Берлога подписал контракт в хороший летний театр и заставил антрепренера пригласить вместе и Надежду Филаретовну. Сразу разбогатели. Надежда Филаретовна не проваливала партий, была вполне прилична на сцене, как актриса. Красивый голос, умная фраза, прекрасная наружность давали ей право на карьеру и без протекции как хорошей рабочей полезности. Но Берлога в театре этом имел даже уже не успех, — его окружила какая-то бешеная влюбленность публики. Хлынул на счастливца и совсем с головою потопил его страстный океан массовых восторгов, безумие которых растет, как эпидемия, божественно посланная, чтобы обратить избранника своего из человека в бога, а театр — в идольское капище. [385] Обвинять Берлогу, что он небрежен к жене и забывает о ней, и теперь было бы несправедливо. Работали они вместе, видимая дружба их казалась теплою и тесною. Но — в искусстве — скромная тусклая звездочка контральто Лагобер (Надежда Филаретовна ни за что не хотела петь под фамилией мужа и взяла себе псевдонимом ее анаграмму) совершенно растаяла и погасла в могучем заревом сиянии восходящего солнца Берлоги. А в жизни потекла между супругами отчуждающая река общественности — ревнивая воля искусства и любовь поклоннической толпы, с каждым днем все более широкая, властная, страстно униженная и выжидательно требовательная, с каждым днем все далее отодвигающая берег жены от берега мужа, с каждым днем все выразительнее вопиющая к своему новому рабу-богу:
— Прежде всего ты мой… И потом — мой… И опять — тоже мой… Пусть все в жизни будет для тебя игрушка, потому что сам ты игрушка — моя!
Все житейские привязанности и принадлежности великого артиста — иллюзии.

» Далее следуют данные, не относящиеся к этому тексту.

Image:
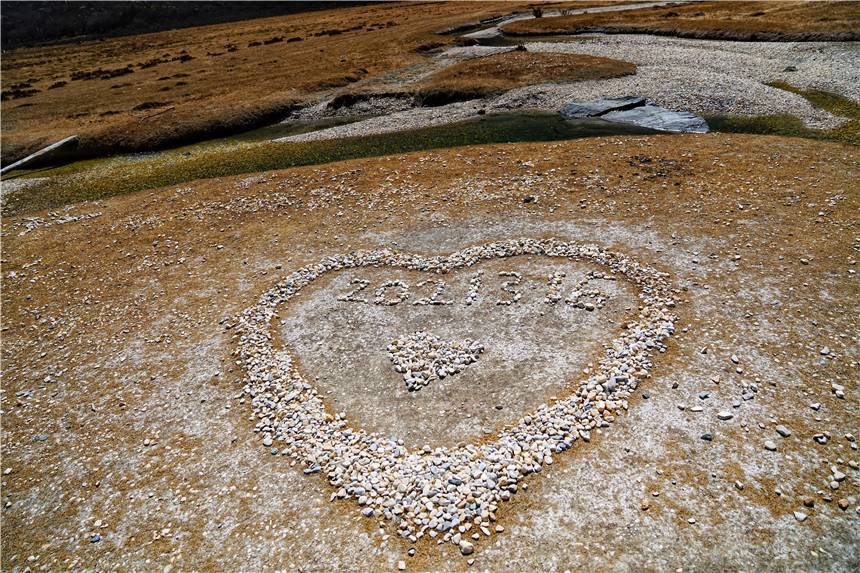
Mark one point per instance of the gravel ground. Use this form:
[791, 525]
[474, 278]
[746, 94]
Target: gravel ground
[702, 76]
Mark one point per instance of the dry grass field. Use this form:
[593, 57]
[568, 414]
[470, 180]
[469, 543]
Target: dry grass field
[203, 366]
[771, 21]
[162, 89]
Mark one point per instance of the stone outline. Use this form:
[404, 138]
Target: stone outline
[445, 491]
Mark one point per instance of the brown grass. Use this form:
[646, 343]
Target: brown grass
[169, 88]
[762, 21]
[482, 77]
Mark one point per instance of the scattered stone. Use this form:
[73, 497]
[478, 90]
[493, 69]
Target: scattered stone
[423, 357]
[783, 431]
[294, 414]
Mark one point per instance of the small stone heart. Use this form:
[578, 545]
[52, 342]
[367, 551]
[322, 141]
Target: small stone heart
[423, 357]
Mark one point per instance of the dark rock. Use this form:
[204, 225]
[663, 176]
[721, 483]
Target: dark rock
[661, 119]
[597, 108]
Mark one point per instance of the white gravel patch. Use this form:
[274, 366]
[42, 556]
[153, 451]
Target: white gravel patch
[701, 76]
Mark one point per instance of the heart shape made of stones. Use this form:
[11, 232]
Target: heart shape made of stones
[438, 492]
[422, 357]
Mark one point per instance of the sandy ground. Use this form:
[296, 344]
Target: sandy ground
[127, 445]
[702, 76]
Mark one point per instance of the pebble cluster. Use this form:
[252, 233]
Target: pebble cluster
[423, 357]
[448, 494]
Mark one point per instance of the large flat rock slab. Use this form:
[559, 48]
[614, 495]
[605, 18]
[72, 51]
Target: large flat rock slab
[661, 119]
[596, 108]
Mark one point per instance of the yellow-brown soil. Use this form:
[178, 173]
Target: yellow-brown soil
[167, 88]
[120, 398]
[768, 21]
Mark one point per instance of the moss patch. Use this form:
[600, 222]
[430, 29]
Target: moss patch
[789, 125]
[103, 178]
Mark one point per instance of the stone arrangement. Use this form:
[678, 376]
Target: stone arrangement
[423, 357]
[447, 494]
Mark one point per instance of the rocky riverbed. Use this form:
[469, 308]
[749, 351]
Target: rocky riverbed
[700, 76]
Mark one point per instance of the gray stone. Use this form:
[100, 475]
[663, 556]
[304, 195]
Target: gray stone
[596, 108]
[661, 119]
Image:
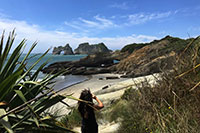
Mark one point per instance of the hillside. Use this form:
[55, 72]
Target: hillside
[152, 57]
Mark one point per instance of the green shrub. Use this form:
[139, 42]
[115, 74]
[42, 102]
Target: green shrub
[170, 106]
[71, 120]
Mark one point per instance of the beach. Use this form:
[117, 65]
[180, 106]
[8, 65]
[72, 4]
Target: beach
[105, 88]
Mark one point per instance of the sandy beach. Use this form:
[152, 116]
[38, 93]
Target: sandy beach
[114, 88]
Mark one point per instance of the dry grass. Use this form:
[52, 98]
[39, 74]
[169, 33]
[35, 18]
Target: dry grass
[172, 105]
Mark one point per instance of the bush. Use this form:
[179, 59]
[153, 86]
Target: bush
[72, 120]
[170, 106]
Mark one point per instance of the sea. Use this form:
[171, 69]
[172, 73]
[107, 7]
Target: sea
[61, 81]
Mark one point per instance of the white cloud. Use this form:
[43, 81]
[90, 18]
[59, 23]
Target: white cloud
[97, 23]
[47, 39]
[140, 18]
[122, 6]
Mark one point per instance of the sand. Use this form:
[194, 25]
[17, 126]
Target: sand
[114, 89]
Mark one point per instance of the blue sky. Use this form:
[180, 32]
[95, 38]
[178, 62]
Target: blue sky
[114, 22]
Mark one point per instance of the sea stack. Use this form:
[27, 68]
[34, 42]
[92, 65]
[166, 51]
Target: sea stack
[66, 49]
[86, 48]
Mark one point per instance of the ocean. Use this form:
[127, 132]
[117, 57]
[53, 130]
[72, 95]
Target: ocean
[61, 81]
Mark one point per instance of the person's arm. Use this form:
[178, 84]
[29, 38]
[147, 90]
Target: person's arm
[100, 104]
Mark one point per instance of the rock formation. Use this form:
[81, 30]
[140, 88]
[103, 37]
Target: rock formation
[66, 49]
[85, 48]
[92, 64]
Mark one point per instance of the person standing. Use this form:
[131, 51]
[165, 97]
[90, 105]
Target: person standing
[89, 124]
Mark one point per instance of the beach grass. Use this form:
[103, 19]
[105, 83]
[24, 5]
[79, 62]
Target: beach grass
[170, 106]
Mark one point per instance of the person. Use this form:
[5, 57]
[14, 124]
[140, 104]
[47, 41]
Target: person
[89, 124]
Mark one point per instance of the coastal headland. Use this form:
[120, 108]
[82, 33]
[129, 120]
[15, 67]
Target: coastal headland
[112, 73]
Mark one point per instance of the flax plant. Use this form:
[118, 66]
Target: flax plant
[23, 99]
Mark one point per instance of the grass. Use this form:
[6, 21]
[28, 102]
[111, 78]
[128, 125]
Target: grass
[170, 106]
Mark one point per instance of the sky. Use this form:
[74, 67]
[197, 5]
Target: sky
[114, 22]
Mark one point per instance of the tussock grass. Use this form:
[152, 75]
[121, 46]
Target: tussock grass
[170, 106]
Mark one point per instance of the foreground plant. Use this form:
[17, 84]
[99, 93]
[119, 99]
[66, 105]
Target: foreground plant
[24, 99]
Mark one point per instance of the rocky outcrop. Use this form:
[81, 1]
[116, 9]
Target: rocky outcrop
[85, 48]
[92, 64]
[66, 49]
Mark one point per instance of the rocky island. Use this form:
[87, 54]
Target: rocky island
[132, 61]
[66, 49]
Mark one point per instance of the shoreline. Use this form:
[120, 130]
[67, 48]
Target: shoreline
[115, 89]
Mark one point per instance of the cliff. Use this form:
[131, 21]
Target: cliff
[85, 48]
[66, 49]
[152, 57]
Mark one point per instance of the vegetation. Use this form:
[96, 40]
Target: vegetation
[175, 44]
[23, 98]
[170, 106]
[73, 119]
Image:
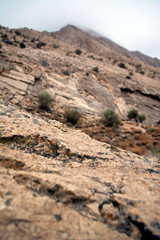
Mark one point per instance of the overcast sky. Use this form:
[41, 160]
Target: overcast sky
[133, 24]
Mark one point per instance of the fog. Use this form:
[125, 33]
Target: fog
[133, 24]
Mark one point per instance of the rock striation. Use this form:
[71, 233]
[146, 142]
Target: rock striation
[58, 183]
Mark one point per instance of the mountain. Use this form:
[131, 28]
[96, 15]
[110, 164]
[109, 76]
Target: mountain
[155, 62]
[82, 181]
[99, 75]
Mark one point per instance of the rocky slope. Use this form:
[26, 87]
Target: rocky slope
[120, 81]
[58, 183]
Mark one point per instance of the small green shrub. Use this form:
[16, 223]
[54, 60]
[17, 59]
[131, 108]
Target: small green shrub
[96, 69]
[111, 118]
[4, 37]
[66, 72]
[128, 77]
[133, 114]
[40, 44]
[72, 115]
[142, 117]
[45, 99]
[142, 72]
[32, 40]
[122, 65]
[78, 51]
[17, 33]
[22, 45]
[55, 46]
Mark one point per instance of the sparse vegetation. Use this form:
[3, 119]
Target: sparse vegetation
[40, 44]
[133, 114]
[142, 117]
[122, 65]
[32, 40]
[22, 45]
[142, 72]
[111, 118]
[96, 69]
[128, 77]
[45, 100]
[55, 46]
[66, 72]
[4, 37]
[72, 115]
[131, 73]
[78, 51]
[17, 33]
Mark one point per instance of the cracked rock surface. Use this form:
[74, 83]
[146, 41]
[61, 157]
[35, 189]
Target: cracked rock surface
[58, 183]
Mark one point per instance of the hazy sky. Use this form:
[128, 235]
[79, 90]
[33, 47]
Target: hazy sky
[133, 24]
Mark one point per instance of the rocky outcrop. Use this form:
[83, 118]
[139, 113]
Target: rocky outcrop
[58, 183]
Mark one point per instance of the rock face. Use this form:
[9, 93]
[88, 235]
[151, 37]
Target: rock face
[58, 183]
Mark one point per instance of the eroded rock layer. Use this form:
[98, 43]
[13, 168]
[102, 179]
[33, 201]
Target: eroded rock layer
[58, 183]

Действительна и победна лишь одна его принадлежность: публике, которой он кумир и невольник, учитель и балованное дитя!
Конечно, чуждость, невольно накоплявшаяся между супругами, была замечена чуткою театральною средою. Казалось бы, что жены людей успеха, — видимые счастливицы, которым бешено завидуют сотни дам, поклоняющихся мужьям их, — настолько удачно превозвышены супружескою любовью своею, так гордо обеспечены принадлежностью своею герою толпы, что — уж из недр толпы-то этой никакому, хотя бы самому смелому Дон Жуану или Ловеласу нельзя — безумно даже — думать об ухаживании за супругою полубога. Но за кулисами действует другая, более смелая и опытная психология.